🚀 Deep Dive into OpenAI Triton: Building FlashAttention & High-Performance CFD from Scratch
Author: Technical Learner (Root User) Environment: Python 3.12 + NVIDIA GPU (A100/H100 Level)
📥 Resources
The full source code for this tutorial is available for download: Download Source Code (zhangdonghao-triton.tar.gz)
Introduction
In the fields of High-Performance Computing (HPC) and Deep Learning, CUDA C++ has long been the dominant force. However, its steep learning curve has deterred many Python developers. OpenAI Triton changes the game. It allows us to write GPU Kernels using Python syntax while achieving performance comparable to or even exceeding cuBLAS.
This article documents my complete learning journey. We will start from basic memory pointers, progress to hand-writing the core LLM operator FlashAttention, and finally cross domains to implement a CFD (Computational Fluid Dynamics) Simulator that is 100x faster than Numpy.
Project Directory Overview
Here is the workspace structure after completing this practice:
root@g88:/workspace/triton# ls
01_vector_add.py # Basic: Vector Addition
02_benchmark_add.py # Advanced: Performance Benchmark
03_matmul.py # Core: Matrix Multiplication
04_matmul_autotune.py # Optimization: Auto-Tuner
05_softmax.py # Fusion: Softmax Operator
06_flash_attention.py # Challenge: FlashAttention V2
07_cfd_lbm.py # Application: LBM Fluid Simulation
results.html # Performance Report
triton_cfd.mp4 # Fluid Simulation Video
vector-add-performance.csvChapter 1: Mindset Shift —— From Tensor to Block
In PyTorch, we are used to highly encapsulated operations like z = x + y. But in Triton, we need to build a Block-Based Programming mental model.
- Grid: The entire computation task.
- Block: The task is sliced into independent blocks, executed in parallel.
- Pointer: We need to manually calculate memory address offsets.
1.1 Vector Add
This is the "Hello World" of GPU programming. We need to handle pointer offsets and masking to prevent out-of-bounds access.
File: 01_vector_add.py
import torch
import triton
import triton.language as tl
@triton.jit
def add_kernel(
x_ptr, y_ptr, output_ptr,
n_elements,
BLOCK_SIZE: tl.constexpr # Compile-time constant, used as block size
):
# 1. Get the current program ID (similar to CUDA blockIdx)

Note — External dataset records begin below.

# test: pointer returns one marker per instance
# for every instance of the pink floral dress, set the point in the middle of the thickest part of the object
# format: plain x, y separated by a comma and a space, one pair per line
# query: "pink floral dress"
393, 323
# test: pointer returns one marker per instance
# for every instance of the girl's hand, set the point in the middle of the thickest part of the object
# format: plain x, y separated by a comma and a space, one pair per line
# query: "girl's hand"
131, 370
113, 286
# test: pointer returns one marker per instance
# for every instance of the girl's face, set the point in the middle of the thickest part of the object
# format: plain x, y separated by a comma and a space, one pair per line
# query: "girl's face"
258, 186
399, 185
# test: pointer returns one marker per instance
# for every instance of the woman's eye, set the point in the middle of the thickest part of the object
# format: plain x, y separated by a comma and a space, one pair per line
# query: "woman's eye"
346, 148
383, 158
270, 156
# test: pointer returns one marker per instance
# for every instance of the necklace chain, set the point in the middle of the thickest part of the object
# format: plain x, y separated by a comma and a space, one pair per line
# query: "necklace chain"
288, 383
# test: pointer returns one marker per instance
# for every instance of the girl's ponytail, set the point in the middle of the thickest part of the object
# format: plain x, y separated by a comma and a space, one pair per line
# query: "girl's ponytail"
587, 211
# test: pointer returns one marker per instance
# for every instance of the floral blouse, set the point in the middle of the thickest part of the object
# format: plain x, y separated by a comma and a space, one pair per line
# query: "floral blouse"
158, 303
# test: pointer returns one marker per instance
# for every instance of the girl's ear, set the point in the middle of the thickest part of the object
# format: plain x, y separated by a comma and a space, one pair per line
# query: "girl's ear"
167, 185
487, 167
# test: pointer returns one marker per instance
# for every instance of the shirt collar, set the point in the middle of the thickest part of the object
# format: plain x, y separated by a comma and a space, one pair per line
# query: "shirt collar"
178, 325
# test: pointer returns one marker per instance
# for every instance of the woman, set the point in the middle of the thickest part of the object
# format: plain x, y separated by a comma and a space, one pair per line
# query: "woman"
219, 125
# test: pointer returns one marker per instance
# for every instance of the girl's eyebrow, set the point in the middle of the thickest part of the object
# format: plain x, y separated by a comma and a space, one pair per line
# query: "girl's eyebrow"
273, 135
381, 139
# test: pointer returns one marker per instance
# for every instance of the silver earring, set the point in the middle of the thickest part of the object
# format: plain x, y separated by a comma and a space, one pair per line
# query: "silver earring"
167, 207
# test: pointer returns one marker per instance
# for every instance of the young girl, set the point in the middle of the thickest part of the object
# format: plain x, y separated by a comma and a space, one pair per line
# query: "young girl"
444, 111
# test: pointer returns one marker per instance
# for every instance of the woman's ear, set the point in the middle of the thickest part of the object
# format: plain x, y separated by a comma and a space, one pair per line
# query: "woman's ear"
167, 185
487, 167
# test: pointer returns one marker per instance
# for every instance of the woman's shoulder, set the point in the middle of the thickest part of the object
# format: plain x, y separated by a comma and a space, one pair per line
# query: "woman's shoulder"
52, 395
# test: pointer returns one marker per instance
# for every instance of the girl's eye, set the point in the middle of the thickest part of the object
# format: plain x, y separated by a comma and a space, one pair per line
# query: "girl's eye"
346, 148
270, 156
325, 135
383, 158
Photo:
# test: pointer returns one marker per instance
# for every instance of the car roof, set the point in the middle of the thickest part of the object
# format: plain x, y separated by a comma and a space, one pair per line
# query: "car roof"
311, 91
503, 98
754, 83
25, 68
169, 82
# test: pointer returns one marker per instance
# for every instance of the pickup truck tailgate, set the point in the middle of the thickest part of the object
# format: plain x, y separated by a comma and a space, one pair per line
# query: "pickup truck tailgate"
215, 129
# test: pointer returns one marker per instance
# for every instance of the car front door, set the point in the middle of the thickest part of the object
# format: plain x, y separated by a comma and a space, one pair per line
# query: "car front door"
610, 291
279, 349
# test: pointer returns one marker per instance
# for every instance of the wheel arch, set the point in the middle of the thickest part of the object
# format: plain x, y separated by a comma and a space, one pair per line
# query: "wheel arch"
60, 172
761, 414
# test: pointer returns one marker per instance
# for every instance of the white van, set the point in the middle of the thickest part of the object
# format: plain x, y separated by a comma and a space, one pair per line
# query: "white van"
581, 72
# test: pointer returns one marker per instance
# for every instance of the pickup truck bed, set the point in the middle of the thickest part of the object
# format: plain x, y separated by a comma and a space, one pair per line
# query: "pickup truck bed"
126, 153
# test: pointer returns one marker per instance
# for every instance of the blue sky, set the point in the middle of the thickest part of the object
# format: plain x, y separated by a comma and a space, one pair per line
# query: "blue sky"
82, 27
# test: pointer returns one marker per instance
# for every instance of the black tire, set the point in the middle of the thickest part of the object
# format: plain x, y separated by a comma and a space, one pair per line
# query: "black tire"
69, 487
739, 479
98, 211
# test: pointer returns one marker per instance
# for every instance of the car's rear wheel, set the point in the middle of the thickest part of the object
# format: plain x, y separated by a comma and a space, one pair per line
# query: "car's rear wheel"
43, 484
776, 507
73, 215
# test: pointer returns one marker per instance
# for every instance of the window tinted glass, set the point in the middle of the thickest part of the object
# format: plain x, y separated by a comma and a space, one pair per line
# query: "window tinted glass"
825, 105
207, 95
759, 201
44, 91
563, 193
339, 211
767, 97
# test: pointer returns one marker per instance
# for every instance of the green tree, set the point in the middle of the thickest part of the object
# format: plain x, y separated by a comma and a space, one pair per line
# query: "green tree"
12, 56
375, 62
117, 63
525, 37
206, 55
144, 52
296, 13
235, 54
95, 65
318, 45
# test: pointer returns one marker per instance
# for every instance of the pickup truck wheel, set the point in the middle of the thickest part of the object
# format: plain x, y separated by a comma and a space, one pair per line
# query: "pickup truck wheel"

pid = tl.program_id(axis=0)
# 2. Calculate the data range for the current block
# E.g., BLOCK_SIZE=1024, pid=0 -> handles [0, 1024)
block_start = pid * BLOCK_SIZE
offsets = block_start + tl.arange(0, BLOCK_SIZE)
# 3. Create Mask
# Crucial step: prevent processing invalid memory beyond n_elements
mask = offsets < n_elements
# 4. Load Data
# Pointer arithmetic: Base address + Offset
x = tl.load(x_ptr + offsets, mask=mask)
y = tl.load(y_ptr + offsets, mask=mask)
# 5. Compute
output = x + y
# 6. Write back to VRAM (Store)
tl.store(output_ptr + offsets, output, mask=mask)
def add(x: torch.Tensor, y: torch.Tensor):
output = torch.empty_like(x)
n_elements = output.numel()
# Calculate how many blocks are needed (ceil)
grid = lambda meta: (triton.cdiv(n_elements, meta['BLOCK_SIZE']), )
add_kernel[grid](
x, y, output,
n_elements,
BLOCK_SIZE=1024
)
return output
# --- Test ---
if __name__ == "__main__":
torch.manual_seed(0)
size = 98432
x = torch.rand(size, device='cuda')
y = torch.rand(size, device='cuda')
output_triton = add(x, y)
output_torch = x + y
if torch.allclose(output_triton, output_torch):
print("✅ Success! Triton Vector Add matches PyTorch.")
else:
print("❌ Failed!")Chapter 2: Benchmark —— Saturating VRAM Bandwidth
Vector addition is a typical Memory Bound task. The metric is not computation speed, but GB/s.
File: 02_benchmark_add.py
import torch
import triton
import triton.language as tl
# Import the add function defined above
# ... (Insert add_kernel and add code here) ...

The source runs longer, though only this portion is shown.